Em 2017, o Judiciário Federal e o Ministério Público da União gastaram R$ 431,9 milhões com o pagamento do auxílio-moradia, segundo a consultoria de Orçamento da Câmara. Para um integrante do CNJ, é vantajoso que a regulamentação seja feita pelo órgão, para evitar que tribunais estaduais estabeleçam novas normas e generalizem, mais uma vez, a concessão do auxílio.

Na Câmara

Após a regulamentação no CNJ, o auxílio-moradia ainda deve passar pelo crivo do Congresso Nacional. O parecer do projeto de lei que regulamenta o teto salarial dos servidores públicos prevê a restrição do pagamento do benefício, impondo regras como estar em localidade diferente do domicílio legal, não ter morado na cidade nos últimos 12 meses e não conviver com pessoa que receba o benefício ou tenha imóvel funcional.
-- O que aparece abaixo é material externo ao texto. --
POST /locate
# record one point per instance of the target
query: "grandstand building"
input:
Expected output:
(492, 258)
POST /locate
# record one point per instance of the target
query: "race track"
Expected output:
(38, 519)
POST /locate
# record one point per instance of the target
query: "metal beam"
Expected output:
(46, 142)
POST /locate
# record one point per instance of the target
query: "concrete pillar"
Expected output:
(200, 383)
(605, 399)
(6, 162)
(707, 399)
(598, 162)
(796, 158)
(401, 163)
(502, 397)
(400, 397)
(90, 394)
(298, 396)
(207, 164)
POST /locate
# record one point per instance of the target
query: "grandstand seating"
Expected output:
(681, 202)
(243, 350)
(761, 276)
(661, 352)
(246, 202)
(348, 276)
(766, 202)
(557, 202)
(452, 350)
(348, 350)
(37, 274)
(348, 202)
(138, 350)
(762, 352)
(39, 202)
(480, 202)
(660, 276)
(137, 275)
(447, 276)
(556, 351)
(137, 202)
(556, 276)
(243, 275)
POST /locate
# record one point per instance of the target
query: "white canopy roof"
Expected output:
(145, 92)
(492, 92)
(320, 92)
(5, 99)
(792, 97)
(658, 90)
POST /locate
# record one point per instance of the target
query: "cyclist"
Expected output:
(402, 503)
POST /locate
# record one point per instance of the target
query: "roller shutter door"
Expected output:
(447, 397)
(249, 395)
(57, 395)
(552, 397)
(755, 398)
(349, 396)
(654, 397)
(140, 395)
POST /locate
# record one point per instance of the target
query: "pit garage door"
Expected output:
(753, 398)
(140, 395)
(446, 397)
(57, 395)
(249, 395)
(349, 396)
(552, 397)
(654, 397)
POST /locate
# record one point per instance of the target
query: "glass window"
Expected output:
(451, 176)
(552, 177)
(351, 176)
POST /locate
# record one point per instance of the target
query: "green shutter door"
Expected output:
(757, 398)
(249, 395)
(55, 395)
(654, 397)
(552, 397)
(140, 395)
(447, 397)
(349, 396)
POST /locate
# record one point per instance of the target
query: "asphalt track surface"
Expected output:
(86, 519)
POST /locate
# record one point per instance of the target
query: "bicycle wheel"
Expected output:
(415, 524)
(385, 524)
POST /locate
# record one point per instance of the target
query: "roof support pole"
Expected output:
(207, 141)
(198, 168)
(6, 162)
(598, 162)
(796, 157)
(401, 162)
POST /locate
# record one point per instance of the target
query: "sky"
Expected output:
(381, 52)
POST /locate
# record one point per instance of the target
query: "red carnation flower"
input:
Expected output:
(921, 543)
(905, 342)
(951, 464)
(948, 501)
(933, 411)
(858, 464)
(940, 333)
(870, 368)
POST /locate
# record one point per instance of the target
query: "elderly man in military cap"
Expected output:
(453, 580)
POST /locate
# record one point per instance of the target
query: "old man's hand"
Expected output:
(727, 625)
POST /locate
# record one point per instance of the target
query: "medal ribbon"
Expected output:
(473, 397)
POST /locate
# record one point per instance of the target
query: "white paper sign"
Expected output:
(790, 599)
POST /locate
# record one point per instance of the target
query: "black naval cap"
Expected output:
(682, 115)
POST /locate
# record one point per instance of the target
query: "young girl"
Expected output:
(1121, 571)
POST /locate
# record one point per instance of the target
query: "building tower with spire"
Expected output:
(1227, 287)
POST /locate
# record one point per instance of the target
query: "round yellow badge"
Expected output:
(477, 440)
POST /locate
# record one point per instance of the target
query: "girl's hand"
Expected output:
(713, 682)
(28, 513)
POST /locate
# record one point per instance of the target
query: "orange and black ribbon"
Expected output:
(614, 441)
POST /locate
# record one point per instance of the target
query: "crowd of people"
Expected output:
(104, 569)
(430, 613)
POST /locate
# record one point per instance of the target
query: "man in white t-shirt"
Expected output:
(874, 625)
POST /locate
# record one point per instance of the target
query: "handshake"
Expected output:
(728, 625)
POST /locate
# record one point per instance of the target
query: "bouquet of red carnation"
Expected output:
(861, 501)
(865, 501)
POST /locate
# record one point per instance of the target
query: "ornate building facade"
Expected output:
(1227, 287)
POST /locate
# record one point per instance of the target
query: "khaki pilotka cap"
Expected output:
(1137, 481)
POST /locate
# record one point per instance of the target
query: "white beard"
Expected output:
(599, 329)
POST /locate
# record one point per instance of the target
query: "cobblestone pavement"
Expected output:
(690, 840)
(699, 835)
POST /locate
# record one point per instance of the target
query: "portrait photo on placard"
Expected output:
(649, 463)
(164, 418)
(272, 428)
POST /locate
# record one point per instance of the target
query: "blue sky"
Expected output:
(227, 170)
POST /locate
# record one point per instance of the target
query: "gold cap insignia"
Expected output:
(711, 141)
As medidas estão no relatório do deputado federal Rubens Bueno (PPS-PR), relator do projeto, divulgado em junho. Por meio dele, no entanto, não há chance de o benefício ser extinto, afirmou Bueno. “A comissão especial trata do teto remuneratório, não trata de acabar ou instituir qualquer tipo de benefício, então não pode acabar com o auxílio-moradia.” O projeto, atualmente na comissão especial, ainda não está pronto para ir ao plenário.